Cream of Coconut is a great pantry item as it combines coconut milk with natural sweeteners such as sugar cane; this dessert require no simple syrup! My recipe for Salted Ginger, Coconut, and Avocado Sorbet really is simple. I use my Ninja blender, but any blender or processor will do. Add the avocado, cream of coconut, fresh ginger, lime juice, and salt to the bowl or pitcher. Blend until gorgeously smooth. Add the chopped crystallized ginger. Pulse once to combine. Add mixture to the prepared pan or ice pop molds, then freeze. That’s it!
What are you doing to beat the heat in August? If you’ve got a favorite frozen dessert, or an idea you’d love to see developed into a recipe, please let me know through a comment on this post, or an email through my “contact” page! Stay cool!
Creamy avocado, sweet coconut cream, crystallized ginger, fresh lime juice, and Himalayan pink sea salt in a creamy sorbet... Perfect scooped or in an ice pop!
4 hr, 15 Prep Time
4 hr, 15 Total Time
- 2 large avocados, peeled and seeded
- 1 can coconut cream (this is a sweetened product) see notes
- 1/2 teaspoon fine sea salt
- 1/2 teaspoon finely minced fresh ginger
- juice of 1 lime
- 1/4 cup crystallized ginger, chopped
- Himalayan pink sea salt
- toasted shaved coconut
Add avocados, coconut cream, sea salt, minced ginger, and lime juice to the bowl of your blender or processor. Blend until very smooth. Add the chopped crystallized ginger, and pulse just to combine.

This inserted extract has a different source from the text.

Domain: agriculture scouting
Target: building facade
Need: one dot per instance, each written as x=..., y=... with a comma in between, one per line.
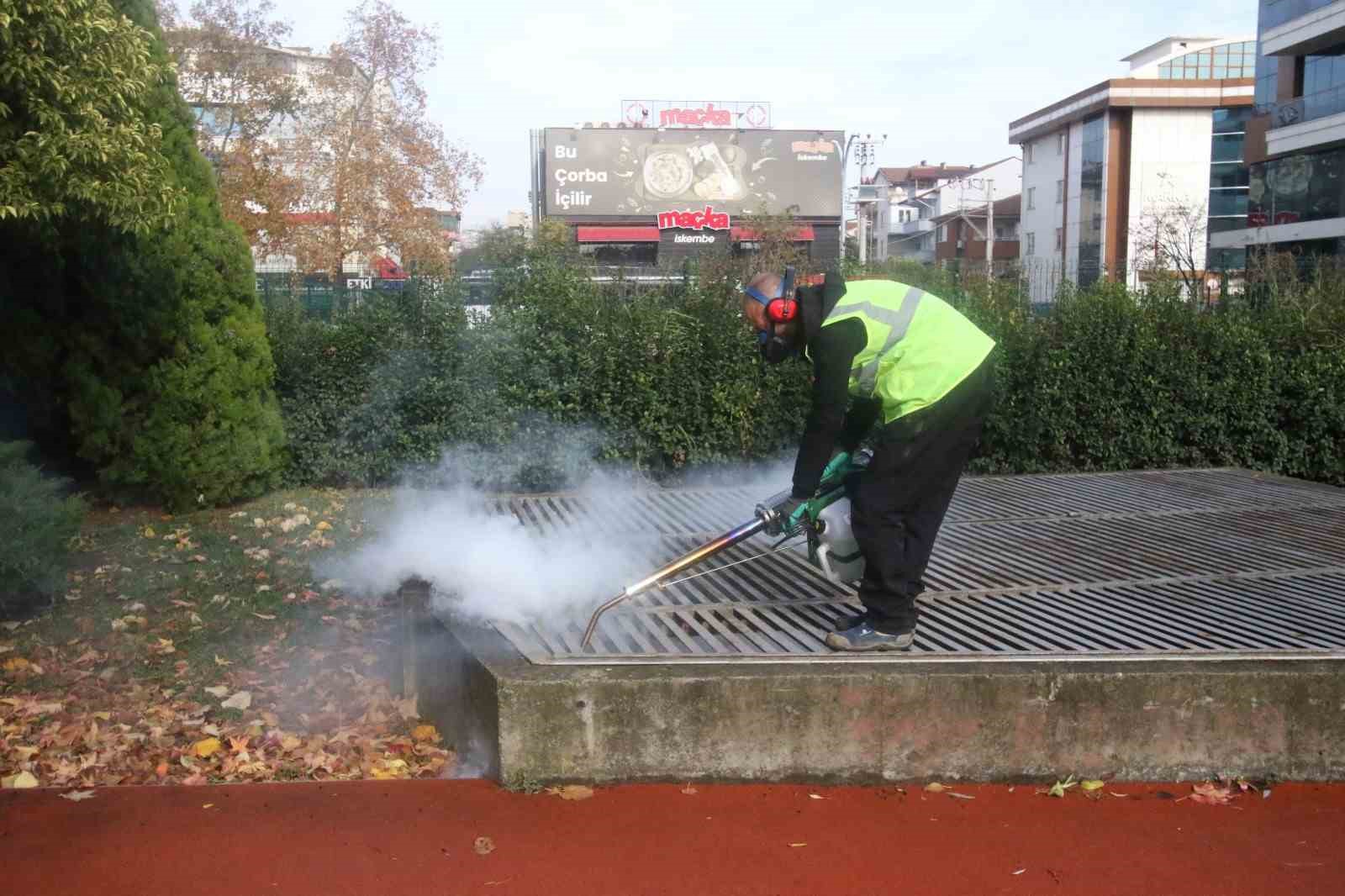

For sorbet, scoop into a pan (an 8 1/2" x 4" loaf pan works well).
For ice pops, pipe into individual molds. See notes.
Freeze until solid (overnight for ice pops).
Either scoop into dishes or unmold your ice pops. Garnish with toasted coconut and/or Himalayan pink salt if desired.
I initially made this frozen dessert as an ice pop. The ice pops were difficult to unmold given the creaminess of the mixture (I think). I then tried the same mixture as a scoopable sorbet, and we liked it much better!
The mixture coming out of the blender is quite thick. For ice pops, spoon it into a zip bag, then cut a slit in a lower corner about 3/4" wide. I then squeeze the mixture in a round-about way until each is about 1/4" below the top (allows for expansion). This process provides for a more even distribution of the crystallized ginger. Once the ice pop molds are full, tap each one gently on the counter and freeze well (preferably overnight).
Makes 6 ice pops or 8 small scoops (4 servings).